- Ali Project performs at their first North American concert in Seattle, Washington

Background information
- Origin: Japan
- Genres: Post-progressive; baroque pop; neoclassical dark wave;
- Years active: 1988–present
- Labels: Lantis (2010–present); Mellow Head (2007–2010); Tokuma Japan Communications (2001–present); Flying Dog (2008); Atmark Corporation (2003); Victor Entertainment (2002–2006); Columbia Music Entertainment (1998); EMI Music Japan (1992–1994); Polydor Records (1988);
- Members: Arika Takarano Mikiya Katakura
- Website: http://aliproject.jp/

= Ali Project =

Japanese band

Ali Project (typeset as ALI PROJECT) is a Japanese prog band with a strong Japanese aristocrat-style image, consisting of Arika Takarano (宝野アリカ, Takarano Arika) and Mikiya Katakura (片倉三起也, Katakura Mikiya).

The band's work is divided into two styles, which lead singer/lyricist Arika Takarano has termed White Alice (白アリ, Shiro Ari) for the band's light, cheerful and/or refreshing songs, and Black Alice (黒アリ, Kuro Ari) for songs that take on a darker and more mysterious tone.

==Career==
They made their indie debut in the charts in 1988 as Ari (Ant) Project (蟻プロジェクト, Ari Purojekuto) with their album "Fantastic Garden" (幻想庭園, Gensō Teien).

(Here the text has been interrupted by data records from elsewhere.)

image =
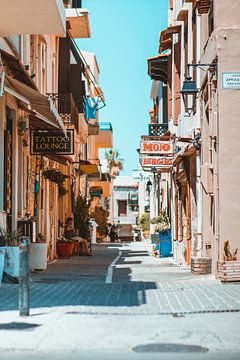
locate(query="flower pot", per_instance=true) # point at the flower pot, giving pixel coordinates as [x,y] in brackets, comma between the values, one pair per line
[2,256]
[11,261]
[38,256]
[229,270]
[65,250]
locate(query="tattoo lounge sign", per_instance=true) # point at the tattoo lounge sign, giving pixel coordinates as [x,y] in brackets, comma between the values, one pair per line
[52,142]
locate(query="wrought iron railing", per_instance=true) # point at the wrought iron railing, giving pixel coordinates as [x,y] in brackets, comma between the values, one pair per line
[105,126]
[157,129]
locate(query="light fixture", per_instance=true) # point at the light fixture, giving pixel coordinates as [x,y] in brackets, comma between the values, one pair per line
[189,89]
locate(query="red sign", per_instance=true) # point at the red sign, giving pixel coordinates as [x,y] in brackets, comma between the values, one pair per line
[156,147]
[156,161]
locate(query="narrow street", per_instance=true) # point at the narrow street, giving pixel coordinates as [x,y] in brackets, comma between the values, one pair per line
[122,303]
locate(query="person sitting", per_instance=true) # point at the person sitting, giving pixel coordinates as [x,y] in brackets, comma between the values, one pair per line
[71,234]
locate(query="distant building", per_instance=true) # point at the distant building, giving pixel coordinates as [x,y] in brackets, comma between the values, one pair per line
[125,205]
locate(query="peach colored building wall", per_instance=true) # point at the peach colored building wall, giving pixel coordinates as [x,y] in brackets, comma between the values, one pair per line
[220,138]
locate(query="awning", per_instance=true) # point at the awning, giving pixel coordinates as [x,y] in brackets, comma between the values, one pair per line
[204,6]
[44,107]
[158,67]
[89,169]
[32,17]
[166,37]
[17,69]
[78,23]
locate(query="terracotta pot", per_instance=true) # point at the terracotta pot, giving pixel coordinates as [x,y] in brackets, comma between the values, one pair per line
[65,250]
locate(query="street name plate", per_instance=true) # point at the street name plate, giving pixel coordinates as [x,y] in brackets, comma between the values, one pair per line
[231,80]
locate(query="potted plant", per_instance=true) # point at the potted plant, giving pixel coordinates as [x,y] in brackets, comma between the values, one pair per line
[11,261]
[229,268]
[38,253]
[57,177]
[100,215]
[163,228]
[81,217]
[64,248]
[3,243]
[144,223]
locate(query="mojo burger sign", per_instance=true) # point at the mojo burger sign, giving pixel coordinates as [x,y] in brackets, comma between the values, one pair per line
[156,147]
[53,142]
[156,161]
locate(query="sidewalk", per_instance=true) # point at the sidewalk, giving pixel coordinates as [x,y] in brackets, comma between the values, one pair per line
[150,300]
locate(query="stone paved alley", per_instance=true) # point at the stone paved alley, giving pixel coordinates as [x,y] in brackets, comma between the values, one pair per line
[85,306]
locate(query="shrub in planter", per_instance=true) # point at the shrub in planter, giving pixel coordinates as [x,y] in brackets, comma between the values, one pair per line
[100,216]
[11,260]
[64,249]
[228,255]
[2,253]
[81,217]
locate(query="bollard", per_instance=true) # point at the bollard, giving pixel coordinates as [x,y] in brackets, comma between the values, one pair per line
[24,276]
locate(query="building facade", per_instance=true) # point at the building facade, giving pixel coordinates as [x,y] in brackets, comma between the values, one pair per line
[46,82]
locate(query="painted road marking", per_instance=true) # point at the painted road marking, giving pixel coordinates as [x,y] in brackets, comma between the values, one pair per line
[111,267]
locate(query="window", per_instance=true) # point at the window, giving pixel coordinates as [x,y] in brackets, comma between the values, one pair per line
[122,208]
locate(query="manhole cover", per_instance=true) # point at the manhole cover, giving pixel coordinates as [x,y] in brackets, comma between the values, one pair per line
[18,326]
[169,348]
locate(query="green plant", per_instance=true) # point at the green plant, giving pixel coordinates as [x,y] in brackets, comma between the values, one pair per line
[115,163]
[8,238]
[162,221]
[228,255]
[81,216]
[62,190]
[40,238]
[100,215]
[144,222]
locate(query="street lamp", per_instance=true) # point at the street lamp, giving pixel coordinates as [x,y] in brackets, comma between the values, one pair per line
[149,186]
[189,88]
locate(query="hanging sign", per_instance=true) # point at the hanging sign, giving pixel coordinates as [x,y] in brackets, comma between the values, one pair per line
[52,142]
[140,176]
[156,147]
[156,161]
[231,80]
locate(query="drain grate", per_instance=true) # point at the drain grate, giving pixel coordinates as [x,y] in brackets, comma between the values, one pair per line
[169,348]
[18,326]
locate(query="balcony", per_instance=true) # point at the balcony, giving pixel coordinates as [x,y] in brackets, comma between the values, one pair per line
[78,23]
[69,107]
[93,127]
[157,129]
[27,17]
[104,139]
[106,187]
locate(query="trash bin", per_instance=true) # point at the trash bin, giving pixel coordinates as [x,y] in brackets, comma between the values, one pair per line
[165,243]
[154,238]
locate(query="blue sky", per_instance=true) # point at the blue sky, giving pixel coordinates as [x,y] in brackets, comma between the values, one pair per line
[124,34]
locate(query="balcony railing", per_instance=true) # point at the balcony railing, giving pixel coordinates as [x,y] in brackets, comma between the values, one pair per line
[104,126]
[68,105]
[157,129]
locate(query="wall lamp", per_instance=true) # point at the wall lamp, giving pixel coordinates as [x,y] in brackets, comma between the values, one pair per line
[189,89]
[149,186]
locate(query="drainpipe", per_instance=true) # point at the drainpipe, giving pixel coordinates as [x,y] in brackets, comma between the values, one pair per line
[198,204]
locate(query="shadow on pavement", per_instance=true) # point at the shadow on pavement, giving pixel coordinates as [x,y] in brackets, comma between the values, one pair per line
[82,282]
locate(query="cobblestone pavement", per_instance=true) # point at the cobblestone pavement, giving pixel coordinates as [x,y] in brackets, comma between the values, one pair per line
[147,300]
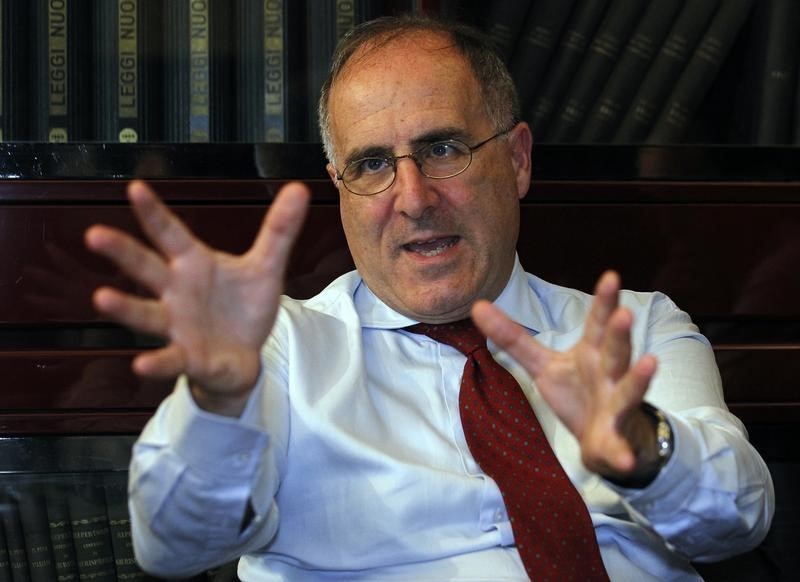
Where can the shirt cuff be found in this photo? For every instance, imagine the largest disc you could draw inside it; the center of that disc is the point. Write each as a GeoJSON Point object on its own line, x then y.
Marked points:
{"type": "Point", "coordinates": [220, 446]}
{"type": "Point", "coordinates": [676, 479]}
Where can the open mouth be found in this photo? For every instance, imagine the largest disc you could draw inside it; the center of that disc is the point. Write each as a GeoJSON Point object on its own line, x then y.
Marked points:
{"type": "Point", "coordinates": [433, 247]}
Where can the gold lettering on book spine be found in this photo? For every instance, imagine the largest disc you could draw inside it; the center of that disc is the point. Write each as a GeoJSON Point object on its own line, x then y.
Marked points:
{"type": "Point", "coordinates": [128, 64]}
{"type": "Point", "coordinates": [274, 82]}
{"type": "Point", "coordinates": [199, 71]}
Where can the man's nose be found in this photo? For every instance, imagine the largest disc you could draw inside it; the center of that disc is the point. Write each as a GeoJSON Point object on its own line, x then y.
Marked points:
{"type": "Point", "coordinates": [413, 193]}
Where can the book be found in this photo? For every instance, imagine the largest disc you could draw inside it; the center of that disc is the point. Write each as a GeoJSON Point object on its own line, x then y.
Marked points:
{"type": "Point", "coordinates": [700, 72]}
{"type": "Point", "coordinates": [125, 54]}
{"type": "Point", "coordinates": [267, 58]}
{"type": "Point", "coordinates": [61, 88]}
{"type": "Point", "coordinates": [579, 30]}
{"type": "Point", "coordinates": [5, 564]}
{"type": "Point", "coordinates": [797, 112]}
{"type": "Point", "coordinates": [502, 22]}
{"type": "Point", "coordinates": [777, 84]}
{"type": "Point", "coordinates": [601, 56]}
{"type": "Point", "coordinates": [119, 522]}
{"type": "Point", "coordinates": [60, 528]}
{"type": "Point", "coordinates": [541, 31]}
{"type": "Point", "coordinates": [90, 531]}
{"type": "Point", "coordinates": [326, 22]}
{"type": "Point", "coordinates": [15, 540]}
{"type": "Point", "coordinates": [14, 65]}
{"type": "Point", "coordinates": [197, 72]}
{"type": "Point", "coordinates": [665, 69]}
{"type": "Point", "coordinates": [36, 532]}
{"type": "Point", "coordinates": [617, 93]}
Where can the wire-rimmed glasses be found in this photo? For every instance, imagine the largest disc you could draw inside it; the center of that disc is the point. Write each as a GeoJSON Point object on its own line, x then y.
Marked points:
{"type": "Point", "coordinates": [438, 160]}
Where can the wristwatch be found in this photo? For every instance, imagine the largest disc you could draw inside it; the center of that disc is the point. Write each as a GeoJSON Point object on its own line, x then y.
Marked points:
{"type": "Point", "coordinates": [664, 443]}
{"type": "Point", "coordinates": [664, 438]}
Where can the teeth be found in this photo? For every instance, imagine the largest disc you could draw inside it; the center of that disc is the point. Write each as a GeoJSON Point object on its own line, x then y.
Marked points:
{"type": "Point", "coordinates": [432, 247]}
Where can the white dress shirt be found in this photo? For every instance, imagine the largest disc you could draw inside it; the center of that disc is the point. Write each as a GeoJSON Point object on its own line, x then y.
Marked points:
{"type": "Point", "coordinates": [350, 462]}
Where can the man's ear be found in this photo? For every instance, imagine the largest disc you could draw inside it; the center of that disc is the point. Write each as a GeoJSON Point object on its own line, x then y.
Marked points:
{"type": "Point", "coordinates": [521, 141]}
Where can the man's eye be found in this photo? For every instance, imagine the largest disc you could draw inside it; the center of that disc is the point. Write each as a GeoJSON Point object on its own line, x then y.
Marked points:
{"type": "Point", "coordinates": [442, 150]}
{"type": "Point", "coordinates": [369, 166]}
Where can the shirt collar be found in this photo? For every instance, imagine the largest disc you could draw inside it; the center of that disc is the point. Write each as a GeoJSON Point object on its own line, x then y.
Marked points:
{"type": "Point", "coordinates": [518, 300]}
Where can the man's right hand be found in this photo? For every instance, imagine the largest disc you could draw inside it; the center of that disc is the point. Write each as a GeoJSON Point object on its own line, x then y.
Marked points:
{"type": "Point", "coordinates": [215, 310]}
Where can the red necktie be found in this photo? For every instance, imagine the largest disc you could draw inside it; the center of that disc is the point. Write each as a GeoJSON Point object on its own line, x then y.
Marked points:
{"type": "Point", "coordinates": [552, 528]}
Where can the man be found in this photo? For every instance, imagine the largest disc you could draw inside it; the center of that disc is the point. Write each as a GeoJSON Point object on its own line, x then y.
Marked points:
{"type": "Point", "coordinates": [322, 439]}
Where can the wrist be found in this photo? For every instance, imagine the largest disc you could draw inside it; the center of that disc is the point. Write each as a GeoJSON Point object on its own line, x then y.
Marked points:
{"type": "Point", "coordinates": [654, 451]}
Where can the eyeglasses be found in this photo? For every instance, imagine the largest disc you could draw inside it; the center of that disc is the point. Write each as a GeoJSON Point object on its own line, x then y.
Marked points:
{"type": "Point", "coordinates": [438, 160]}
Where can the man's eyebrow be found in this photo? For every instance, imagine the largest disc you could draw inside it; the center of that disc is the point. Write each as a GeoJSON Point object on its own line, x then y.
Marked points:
{"type": "Point", "coordinates": [440, 134]}
{"type": "Point", "coordinates": [426, 138]}
{"type": "Point", "coordinates": [369, 151]}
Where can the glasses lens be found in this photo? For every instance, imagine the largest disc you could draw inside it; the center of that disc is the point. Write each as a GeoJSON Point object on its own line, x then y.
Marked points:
{"type": "Point", "coordinates": [444, 159]}
{"type": "Point", "coordinates": [368, 175]}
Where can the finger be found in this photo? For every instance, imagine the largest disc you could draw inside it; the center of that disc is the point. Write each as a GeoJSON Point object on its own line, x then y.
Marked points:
{"type": "Point", "coordinates": [510, 337]}
{"type": "Point", "coordinates": [605, 301]}
{"type": "Point", "coordinates": [281, 225]}
{"type": "Point", "coordinates": [166, 362]}
{"type": "Point", "coordinates": [146, 315]}
{"type": "Point", "coordinates": [634, 384]}
{"type": "Point", "coordinates": [165, 230]}
{"type": "Point", "coordinates": [140, 263]}
{"type": "Point", "coordinates": [616, 349]}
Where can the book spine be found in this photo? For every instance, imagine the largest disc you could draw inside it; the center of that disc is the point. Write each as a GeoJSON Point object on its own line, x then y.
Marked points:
{"type": "Point", "coordinates": [5, 563]}
{"type": "Point", "coordinates": [797, 112]}
{"type": "Point", "coordinates": [64, 560]}
{"type": "Point", "coordinates": [541, 32]}
{"type": "Point", "coordinates": [14, 67]}
{"type": "Point", "coordinates": [503, 24]}
{"type": "Point", "coordinates": [63, 79]}
{"type": "Point", "coordinates": [779, 73]}
{"type": "Point", "coordinates": [262, 76]}
{"type": "Point", "coordinates": [197, 76]}
{"type": "Point", "coordinates": [327, 21]}
{"type": "Point", "coordinates": [617, 94]}
{"type": "Point", "coordinates": [36, 531]}
{"type": "Point", "coordinates": [580, 29]}
{"type": "Point", "coordinates": [665, 70]}
{"type": "Point", "coordinates": [199, 72]}
{"type": "Point", "coordinates": [15, 540]}
{"type": "Point", "coordinates": [90, 532]}
{"type": "Point", "coordinates": [700, 72]}
{"type": "Point", "coordinates": [120, 526]}
{"type": "Point", "coordinates": [603, 52]}
{"type": "Point", "coordinates": [125, 109]}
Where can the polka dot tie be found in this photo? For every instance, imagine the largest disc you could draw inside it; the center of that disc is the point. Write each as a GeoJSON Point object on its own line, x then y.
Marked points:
{"type": "Point", "coordinates": [552, 528]}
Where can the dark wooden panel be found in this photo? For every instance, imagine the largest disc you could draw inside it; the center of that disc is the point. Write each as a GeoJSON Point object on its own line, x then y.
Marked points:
{"type": "Point", "coordinates": [83, 380]}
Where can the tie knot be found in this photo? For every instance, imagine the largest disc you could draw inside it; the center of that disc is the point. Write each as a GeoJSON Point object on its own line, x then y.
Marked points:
{"type": "Point", "coordinates": [462, 334]}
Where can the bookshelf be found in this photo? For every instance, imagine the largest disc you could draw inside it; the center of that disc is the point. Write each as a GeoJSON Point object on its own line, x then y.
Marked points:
{"type": "Point", "coordinates": [712, 219]}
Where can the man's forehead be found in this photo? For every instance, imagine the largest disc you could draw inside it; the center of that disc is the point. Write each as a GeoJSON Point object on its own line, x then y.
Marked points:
{"type": "Point", "coordinates": [420, 43]}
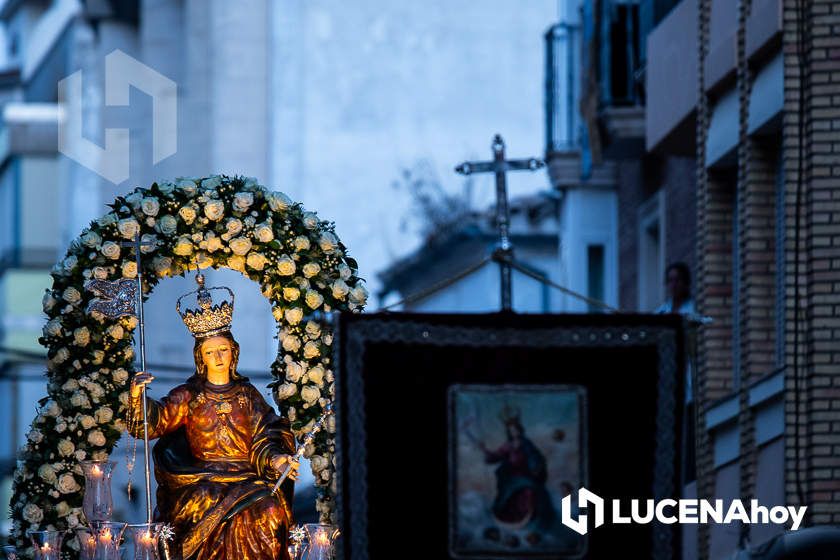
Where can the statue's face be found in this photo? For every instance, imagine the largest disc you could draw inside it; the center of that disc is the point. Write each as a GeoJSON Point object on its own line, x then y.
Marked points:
{"type": "Point", "coordinates": [217, 354]}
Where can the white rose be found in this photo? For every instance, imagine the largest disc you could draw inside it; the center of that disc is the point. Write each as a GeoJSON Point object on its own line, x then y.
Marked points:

The album was later included in Tatsumi Takayuki's book Philosophy of Progressive Rock (プログレッシヴ・ロックの哲学, Puroguresshivu Rokku no Tetsugaku), which led to the band being classified under the progressive rock/pop genre. Takarano later endorsed this description.

Four years later in 1992 they changed their name and made their major debut with their single "Fall in love, maiden" (恋せよ乙女, Koi-seyo otome). Notably, Japan's phonetic system meant the band's Japanese pronunciation was unchanged, giving the potential to refer to Ant, a shortened Alice, or a shortened Arika.

Most of their records are released by Toshiba-EMI, Victor Entertainment and Tokuma Japan. The band is notable in the anime community for having their songs featured in several anime productions, including Noir, Rozen Maiden, Kamichama Karin, .hack//Roots, Linebarrels of Iron, Code Geass, Phantom -Requiem for the Phantom-, Fate/Extra, Shigofumi, Another, Katanagatari, Rakudai Kishi no Cavalry, and Irina: The Vampire Cosmonaut. Additionally, Mikiya Katakura has also provided the soundtrack to several anime series, such as Kaibutsu Oujo and Avenger.

===Overseas Concerts===
Ali Project performed their debut concert in the United States at Sakura-Con 2008 in Seattle, Washington. In 2016, the band performed at Anime Boston, and in 2017, they returned to the United States as part of Anisong World Matsuri at Anime Expo in Los Angeles.